L'installation scénographique se déploie dans les ruines du temple, embrassant et mettant en valeur les fragments architecturaux existants. Des structures en forme d'escaliers, inspirées des gravures de Piranèse et d'Escher, transforment l'espace en un univers irréel et labyrinthique, évoquant l'absurde qui est au cœur du théâtre de Ionesco. Les chaises, conçues comme des objets symboliques, s'inspirent de Janus, le dieu romain du passage et du temps, dont le nom a été attribué à tort au temple. Chaque chaise, peinte en blanc pour souligner la nature spectrale des invités invisibles, représente une interprétation unique de cette figure au double visage.
Tous les éléments sont disposés sur une surface d'eau réfléchissante, faisant directement référence à l'imagerie de la pièce, tout en ajoutant une profondeur onirique
grâce à l'effet de miroir visuel. L'éclairage est assuré par des bougeoirs conçus sur mesure, inspirés des chandeliers de théâtre du XVIIIe siècle, ce qui renforce l'ambiance tragique et dramatique. L'accueil du public, avec une capacité de 80 personnes par représentation, est organisé grâce à un cheminement soigneusement conçu qui met en valeur le site tout en garantissant la réversibilité de l'installation.

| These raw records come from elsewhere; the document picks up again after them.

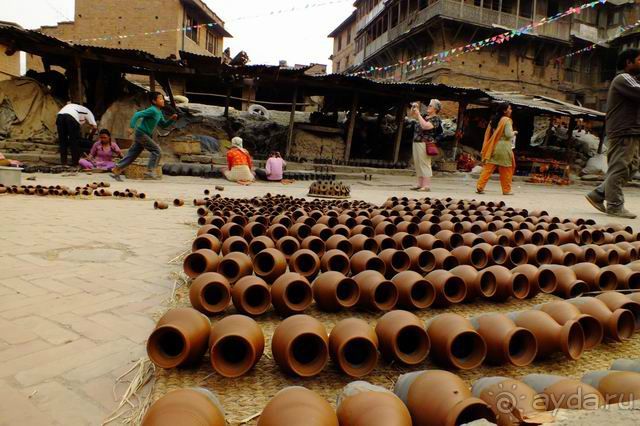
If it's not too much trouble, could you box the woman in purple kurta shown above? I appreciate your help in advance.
[78,129,122,171]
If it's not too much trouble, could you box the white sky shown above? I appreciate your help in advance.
[0,0,354,65]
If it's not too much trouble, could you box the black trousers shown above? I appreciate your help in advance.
[56,114,81,166]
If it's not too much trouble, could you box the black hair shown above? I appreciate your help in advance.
[616,49,640,71]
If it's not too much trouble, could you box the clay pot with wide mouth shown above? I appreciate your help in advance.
[424,270,467,308]
[353,271,398,311]
[376,310,431,365]
[271,315,329,378]
[271,272,313,316]
[471,314,538,367]
[507,310,585,360]
[540,265,589,299]
[231,275,271,316]
[209,315,264,378]
[257,386,338,426]
[427,313,487,370]
[522,374,605,411]
[535,301,604,350]
[147,308,211,368]
[142,388,227,426]
[350,250,387,275]
[569,297,636,342]
[183,249,221,278]
[289,249,320,280]
[189,272,231,316]
[320,250,351,275]
[337,381,412,426]
[329,318,378,377]
[393,370,496,426]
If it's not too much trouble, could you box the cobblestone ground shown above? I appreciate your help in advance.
[0,171,640,425]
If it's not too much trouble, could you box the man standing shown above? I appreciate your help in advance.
[586,49,640,219]
[56,102,98,167]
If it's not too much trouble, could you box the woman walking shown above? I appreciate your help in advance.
[476,104,518,195]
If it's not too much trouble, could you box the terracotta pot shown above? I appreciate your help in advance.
[183,249,221,278]
[209,315,264,377]
[329,318,378,377]
[508,310,584,359]
[427,313,487,370]
[540,265,589,299]
[471,377,553,426]
[376,310,431,365]
[353,271,398,311]
[147,308,211,368]
[271,315,329,376]
[311,271,360,312]
[142,388,227,426]
[289,249,320,280]
[522,374,604,411]
[424,270,467,308]
[320,250,350,275]
[271,272,313,316]
[569,297,636,342]
[231,275,271,316]
[471,314,538,367]
[257,386,338,426]
[337,382,412,426]
[536,301,604,350]
[189,272,231,316]
[393,370,496,426]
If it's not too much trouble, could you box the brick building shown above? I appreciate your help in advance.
[332,0,640,109]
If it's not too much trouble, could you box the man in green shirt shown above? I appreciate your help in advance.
[111,92,178,181]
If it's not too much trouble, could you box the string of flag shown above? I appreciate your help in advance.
[347,0,607,76]
[65,0,353,44]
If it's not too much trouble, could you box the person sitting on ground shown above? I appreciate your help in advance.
[79,129,122,171]
[256,151,287,182]
[224,137,255,184]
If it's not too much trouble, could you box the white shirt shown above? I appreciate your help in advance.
[58,104,98,127]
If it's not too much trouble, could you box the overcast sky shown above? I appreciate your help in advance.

Ainsi, le théâtre et le design agissent comme des vecteurs de réactivation, permettant à la mémoire du site de résonner à travers de nouveaux récits. Cette intervention propose une manière d'habiter temporairement une ruine, créant un dialogue entre le temps, l'imagination et la présence. Elle ouvre une réflexion plus large sur le rôle du design dans la mise en valeur du territoire, la mémoire culturelle et la création de nouvelles formes narratives.
À propos de la lauréate
Louna Benloulou est architecte d'intérieur, designeuse et scénographe diplômée de l'École Camondo à Paris. Son approche créative se concentre sur les relations entre le design, le territoire et le patrimoine, explorant la mémoire des lieux. Sa pratique repose sur la recherche et l'expérimentation afin d'imaginer des espaces durables et équitables qui permettent à toutes les entités d'un lieu de coexister harmonieusement. Ses nombreuses expériences et projets, enrichis par ce dialogue constant avec les structures existantes, confèrent à son travail une vision singulière et multidisciplinaire.